In several of my previous blog posts, I have discussed the importance of both introducing learning strategies and providing multiple opportunities for experimentation that result in students’ revising, abandoning or owning strategies. The goal is for students to own a repertoire of strategies that work for them as learners when they encounter difficult content – simply put, strategies to use when they are stuck. However, we (teachers) don’t need to be the “keeper” or the “creator” of all these strategies. Students bring strategies to the work we introduce, and by respecting their expertise, we can accomplish goals far beyond the simple ownership of strategies.
I believe that
- it is important to involve students in strategy work.
- our students have existing strategies that we can help them to identify and to name.
- sharing strategies among students nurtures ownership and, therefore, can build positive academic identity.

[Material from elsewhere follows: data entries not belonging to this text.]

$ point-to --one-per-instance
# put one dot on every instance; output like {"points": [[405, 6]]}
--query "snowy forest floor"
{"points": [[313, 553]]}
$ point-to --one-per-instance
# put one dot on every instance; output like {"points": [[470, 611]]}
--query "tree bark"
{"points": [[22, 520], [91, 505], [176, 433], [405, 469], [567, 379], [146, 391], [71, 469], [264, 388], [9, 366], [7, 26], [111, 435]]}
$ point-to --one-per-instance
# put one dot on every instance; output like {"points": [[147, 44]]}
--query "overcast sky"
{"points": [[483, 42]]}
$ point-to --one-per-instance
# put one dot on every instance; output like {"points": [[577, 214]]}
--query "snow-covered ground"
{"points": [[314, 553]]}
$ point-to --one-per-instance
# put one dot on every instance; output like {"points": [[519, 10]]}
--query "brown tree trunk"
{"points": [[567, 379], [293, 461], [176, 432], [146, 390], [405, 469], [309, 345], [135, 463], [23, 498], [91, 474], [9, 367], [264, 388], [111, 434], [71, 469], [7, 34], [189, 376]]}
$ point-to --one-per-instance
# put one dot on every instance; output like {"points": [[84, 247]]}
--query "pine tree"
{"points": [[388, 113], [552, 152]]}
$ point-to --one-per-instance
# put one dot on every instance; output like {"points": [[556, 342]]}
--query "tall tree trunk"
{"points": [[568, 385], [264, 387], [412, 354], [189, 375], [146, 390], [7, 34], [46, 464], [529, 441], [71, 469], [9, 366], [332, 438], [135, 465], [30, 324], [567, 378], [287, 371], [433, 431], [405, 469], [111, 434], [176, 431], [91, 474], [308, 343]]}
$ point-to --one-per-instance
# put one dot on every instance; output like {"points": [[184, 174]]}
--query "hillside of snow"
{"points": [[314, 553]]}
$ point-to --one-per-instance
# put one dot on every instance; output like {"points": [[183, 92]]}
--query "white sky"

- strategy sharing creates an academic community within the classroom where students are involved in the success of fellow students.
In preparation for students to take-over strategy sharing, I engage them in conversations and in writing about how they created meaning of difficult text in our class (This can happen in any content area). We start by focusing on strategies I have introduced to them in our class, and we expand our conversations to include strategies they have created for themselves. These conversations and writing are guided by the following questions:
- What strategies do you use to when you are stuck difficult content?
- Where did you get your strategy?
- How did you know to use that specific strategy with a specific text/problem?
- Knowing what you know about yourself as a learner, why do you think that strategy works well for you?
- What evidence do you have that this strategy actually works?
- Have you used this strategy with other texts/in other settings?
We spend a small portion of class exploring personal-strategy use before we move to the sharing process. They need to be comfortable with the language of naming and explaining strategies before they will be able to assist each other. When the student sharing begins, I structure the sharing using an activity I call “walk-about-review” (the structure of this activity is probably from a workshop I attended, but I can’t remember the origin). Students first complete a reflection about the strategy they used with last night’s homework, and then they “Walk-About” to four different students to hear about the strategy they used. I time the move from student-to-student – usually five minutes per session. There is a comfort level in the sharing even for those students who tend to play the role of observer. It is their process; they could not be “wrong.” They keep a master list of the students whom they have talked with and they cannot repeat a student during these sharing sessions. Adaptation: A colleague of mine renamed this activity “Strategy Speed Dating.”
Ultimately, students are asked to write on a large post-it or an index card the strategy that works best for them when they need to move their understanding of text from a surface level to a deeper level of interpretation. Most recently, I was involved with a team who was facilitating this process across several sections of students, so we brought our post-its and cards to a staff meeting, read their strategies and grouped like-strategies into piles. Then we created a category for each pile:
- Understanding references and context (text-to-text)
- Understanding two text together (text-to-text)
- Understanding textual structure
- Understanding works and sentences
- Writing to understand text
- Understanding characters and setting
- Annotation texts
What’s next?? A meaningful high school bulletin board!! We created the above headings for the bulletin boards/walls in the classroom. After briefly explaining each category, we returned the post-its to their owners, and they posted their responses under the appropriate categories, including their name on their strategy
Students were asked (a.k.a. assigned) to experiment with strategies on the board to expand their personal repertoire. If the new strategy worked for them, they wrote their name on a colored dot sticker and posted it on the board by the strategy.
Here is a scan of the postings from that bulletin board: How do I create meaning of difficult text?
Observations: We saw students turn to each other for more than the answer – the quick fix. They truly wanted to know the process that worked for other students, and they were eager to share their discoveries.